Equation: \(Y = \beta_0 + \beta_1 X + \epsilon\). Two regresson coefficients are intercept \((\beta_0)\) and slope \((\beta_1)\). \(\epsilon\) is the random error.

2. Assumptions

  • Linearity: The Relationship between X and Y is linear.

  • Independence: Residuals are uncorrelated (no autocorrelation).

  • Homoscedasticity: Constant variance of residuals across X.

  • Normality: Residuals are normally distributed (important for inference).

3. Diagnostics

Residual plots: Check for patterns (non-linearity, heteroscedasticity).

Q-Q plot: Assess normality of residuals.

Leverage/Cook’s distance: Identify influential points.

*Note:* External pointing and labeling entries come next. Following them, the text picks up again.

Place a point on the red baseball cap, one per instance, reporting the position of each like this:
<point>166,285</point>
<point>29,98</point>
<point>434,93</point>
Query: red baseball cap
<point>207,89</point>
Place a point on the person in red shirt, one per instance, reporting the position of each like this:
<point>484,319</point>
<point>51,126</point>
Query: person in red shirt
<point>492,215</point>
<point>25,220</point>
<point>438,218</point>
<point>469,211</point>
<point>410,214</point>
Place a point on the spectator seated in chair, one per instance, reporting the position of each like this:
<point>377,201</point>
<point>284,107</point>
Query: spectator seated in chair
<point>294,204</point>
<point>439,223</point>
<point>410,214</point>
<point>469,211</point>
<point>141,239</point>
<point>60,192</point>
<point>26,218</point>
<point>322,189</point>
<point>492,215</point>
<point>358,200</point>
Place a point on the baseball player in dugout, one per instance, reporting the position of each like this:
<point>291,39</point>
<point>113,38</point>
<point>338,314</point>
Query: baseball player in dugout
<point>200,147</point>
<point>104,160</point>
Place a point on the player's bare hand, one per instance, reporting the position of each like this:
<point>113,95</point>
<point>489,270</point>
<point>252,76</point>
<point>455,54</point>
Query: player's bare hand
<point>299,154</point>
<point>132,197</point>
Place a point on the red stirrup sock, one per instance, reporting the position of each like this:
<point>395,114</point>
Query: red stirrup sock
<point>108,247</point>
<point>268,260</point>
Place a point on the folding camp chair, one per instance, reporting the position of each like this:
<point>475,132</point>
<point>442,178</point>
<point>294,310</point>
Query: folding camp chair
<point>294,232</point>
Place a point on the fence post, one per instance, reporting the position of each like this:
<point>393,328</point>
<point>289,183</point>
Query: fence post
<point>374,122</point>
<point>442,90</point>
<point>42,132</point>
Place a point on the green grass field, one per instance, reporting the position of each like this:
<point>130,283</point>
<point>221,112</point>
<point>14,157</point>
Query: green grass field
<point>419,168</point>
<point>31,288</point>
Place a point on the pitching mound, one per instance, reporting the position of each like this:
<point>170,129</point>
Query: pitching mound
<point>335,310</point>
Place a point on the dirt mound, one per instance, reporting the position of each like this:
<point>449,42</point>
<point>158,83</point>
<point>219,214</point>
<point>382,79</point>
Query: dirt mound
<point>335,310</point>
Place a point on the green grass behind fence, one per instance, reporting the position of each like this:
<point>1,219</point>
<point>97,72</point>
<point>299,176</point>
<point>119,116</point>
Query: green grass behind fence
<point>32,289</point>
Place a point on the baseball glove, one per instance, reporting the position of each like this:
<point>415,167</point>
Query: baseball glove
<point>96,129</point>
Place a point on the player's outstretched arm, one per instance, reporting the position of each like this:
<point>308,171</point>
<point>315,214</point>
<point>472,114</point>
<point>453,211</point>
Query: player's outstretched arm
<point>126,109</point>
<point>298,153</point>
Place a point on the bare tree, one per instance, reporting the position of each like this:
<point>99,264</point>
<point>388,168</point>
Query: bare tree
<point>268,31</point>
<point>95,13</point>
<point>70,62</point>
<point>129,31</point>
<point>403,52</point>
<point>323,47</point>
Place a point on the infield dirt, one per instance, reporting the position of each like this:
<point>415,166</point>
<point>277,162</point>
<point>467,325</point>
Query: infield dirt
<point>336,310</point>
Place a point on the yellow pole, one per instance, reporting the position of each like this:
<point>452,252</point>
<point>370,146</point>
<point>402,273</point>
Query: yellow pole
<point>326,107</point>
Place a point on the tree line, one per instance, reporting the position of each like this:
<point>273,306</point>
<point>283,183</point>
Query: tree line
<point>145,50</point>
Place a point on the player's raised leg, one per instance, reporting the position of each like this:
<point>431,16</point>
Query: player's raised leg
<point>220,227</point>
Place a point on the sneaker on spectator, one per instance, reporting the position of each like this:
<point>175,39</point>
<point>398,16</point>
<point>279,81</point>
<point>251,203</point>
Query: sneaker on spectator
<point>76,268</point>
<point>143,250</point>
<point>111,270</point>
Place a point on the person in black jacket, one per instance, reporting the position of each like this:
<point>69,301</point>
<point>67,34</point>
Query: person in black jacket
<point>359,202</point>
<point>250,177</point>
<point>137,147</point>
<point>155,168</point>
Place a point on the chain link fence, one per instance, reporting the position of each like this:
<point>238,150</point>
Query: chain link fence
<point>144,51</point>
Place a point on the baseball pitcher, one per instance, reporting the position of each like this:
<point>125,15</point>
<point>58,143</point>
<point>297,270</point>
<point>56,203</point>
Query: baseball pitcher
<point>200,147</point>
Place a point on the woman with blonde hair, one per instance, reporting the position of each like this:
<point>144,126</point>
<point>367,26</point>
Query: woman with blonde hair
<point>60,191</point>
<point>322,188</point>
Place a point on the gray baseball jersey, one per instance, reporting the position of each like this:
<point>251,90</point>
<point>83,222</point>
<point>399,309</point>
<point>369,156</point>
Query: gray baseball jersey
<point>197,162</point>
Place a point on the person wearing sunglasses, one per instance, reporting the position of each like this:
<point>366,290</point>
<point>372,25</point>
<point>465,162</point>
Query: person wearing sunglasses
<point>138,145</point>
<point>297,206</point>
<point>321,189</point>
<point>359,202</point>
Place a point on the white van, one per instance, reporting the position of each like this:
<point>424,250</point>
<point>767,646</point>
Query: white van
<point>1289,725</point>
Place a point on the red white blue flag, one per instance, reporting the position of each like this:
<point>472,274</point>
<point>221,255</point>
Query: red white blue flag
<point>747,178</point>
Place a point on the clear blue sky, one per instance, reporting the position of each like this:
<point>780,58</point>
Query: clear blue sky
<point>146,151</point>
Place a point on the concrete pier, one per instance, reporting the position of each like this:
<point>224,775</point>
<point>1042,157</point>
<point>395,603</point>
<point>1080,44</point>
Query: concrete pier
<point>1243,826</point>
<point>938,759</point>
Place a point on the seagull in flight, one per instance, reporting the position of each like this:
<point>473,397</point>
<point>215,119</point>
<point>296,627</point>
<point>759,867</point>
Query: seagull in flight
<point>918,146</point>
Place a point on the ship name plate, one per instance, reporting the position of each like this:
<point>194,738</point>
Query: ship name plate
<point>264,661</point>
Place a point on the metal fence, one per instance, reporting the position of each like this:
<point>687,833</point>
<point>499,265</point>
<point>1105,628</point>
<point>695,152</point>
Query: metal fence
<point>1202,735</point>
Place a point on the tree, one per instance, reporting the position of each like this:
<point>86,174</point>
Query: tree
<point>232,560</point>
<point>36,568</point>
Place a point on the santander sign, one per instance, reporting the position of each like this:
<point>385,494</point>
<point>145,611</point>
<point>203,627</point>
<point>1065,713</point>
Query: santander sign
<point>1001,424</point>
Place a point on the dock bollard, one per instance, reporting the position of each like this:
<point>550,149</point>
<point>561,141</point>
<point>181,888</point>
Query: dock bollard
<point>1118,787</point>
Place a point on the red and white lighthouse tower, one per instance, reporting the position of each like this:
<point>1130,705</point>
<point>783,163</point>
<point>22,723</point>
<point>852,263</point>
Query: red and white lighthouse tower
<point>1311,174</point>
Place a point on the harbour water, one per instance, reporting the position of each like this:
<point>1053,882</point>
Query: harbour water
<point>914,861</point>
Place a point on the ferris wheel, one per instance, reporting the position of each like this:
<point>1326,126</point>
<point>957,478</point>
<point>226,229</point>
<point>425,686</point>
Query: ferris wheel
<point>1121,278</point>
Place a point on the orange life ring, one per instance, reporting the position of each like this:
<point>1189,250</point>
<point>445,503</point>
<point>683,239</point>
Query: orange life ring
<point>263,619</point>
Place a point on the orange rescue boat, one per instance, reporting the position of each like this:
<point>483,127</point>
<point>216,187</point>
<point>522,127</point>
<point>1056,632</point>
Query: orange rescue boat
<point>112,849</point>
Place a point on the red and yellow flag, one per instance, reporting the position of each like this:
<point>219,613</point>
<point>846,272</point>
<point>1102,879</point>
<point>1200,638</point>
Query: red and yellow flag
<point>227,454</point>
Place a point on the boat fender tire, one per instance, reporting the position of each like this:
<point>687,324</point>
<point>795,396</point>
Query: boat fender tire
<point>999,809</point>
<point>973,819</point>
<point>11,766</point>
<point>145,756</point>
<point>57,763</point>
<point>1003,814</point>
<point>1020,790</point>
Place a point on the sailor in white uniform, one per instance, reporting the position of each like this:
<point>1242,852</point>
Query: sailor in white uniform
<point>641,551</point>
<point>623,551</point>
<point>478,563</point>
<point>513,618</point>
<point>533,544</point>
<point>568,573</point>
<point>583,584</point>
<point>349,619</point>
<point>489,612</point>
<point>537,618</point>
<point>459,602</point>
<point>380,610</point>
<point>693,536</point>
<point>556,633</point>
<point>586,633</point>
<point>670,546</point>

R-squared: Proportion of variance explained by X.

4. Interpretation

  • Slope (\(\beta_1\)): Change in Y per unit increase in X.

  • Intercept (\(\beta_0\): Expected Y when X = 0 (may not always be meaningful).

  • R-squared: between 0 and 1; higher = better fit (but doesn’t imply causation).

5. Inference

  • Hypothesis test on \(\beta_1\): \(H_0: \beta_1 = 0 \ \ \text{v.s} \ \ H_a: \beta_1 \ne 0\). Use a t-test for significance.

  • Confidence interval of \(\beta_1\): Range for \(\beta_1\). \(b_1 \pm t_{\text{df}, \ \ 1-\alpha/2}\)

  • p-value: Probability of observing the slope under \(H_0: \beta_1 = 0\).

6. Key R Functions

  • Fit model: lm(Y ~ X, data)

  • Summarize: summary(model). need to understand estimated regression coefficients, R-squared, p-values, etc.

  • Diagnostics:

    • plot(model) (residual plots).
    • qqnorm(resid(model)) (normality check).
  • Predictions: predict(model, newdata)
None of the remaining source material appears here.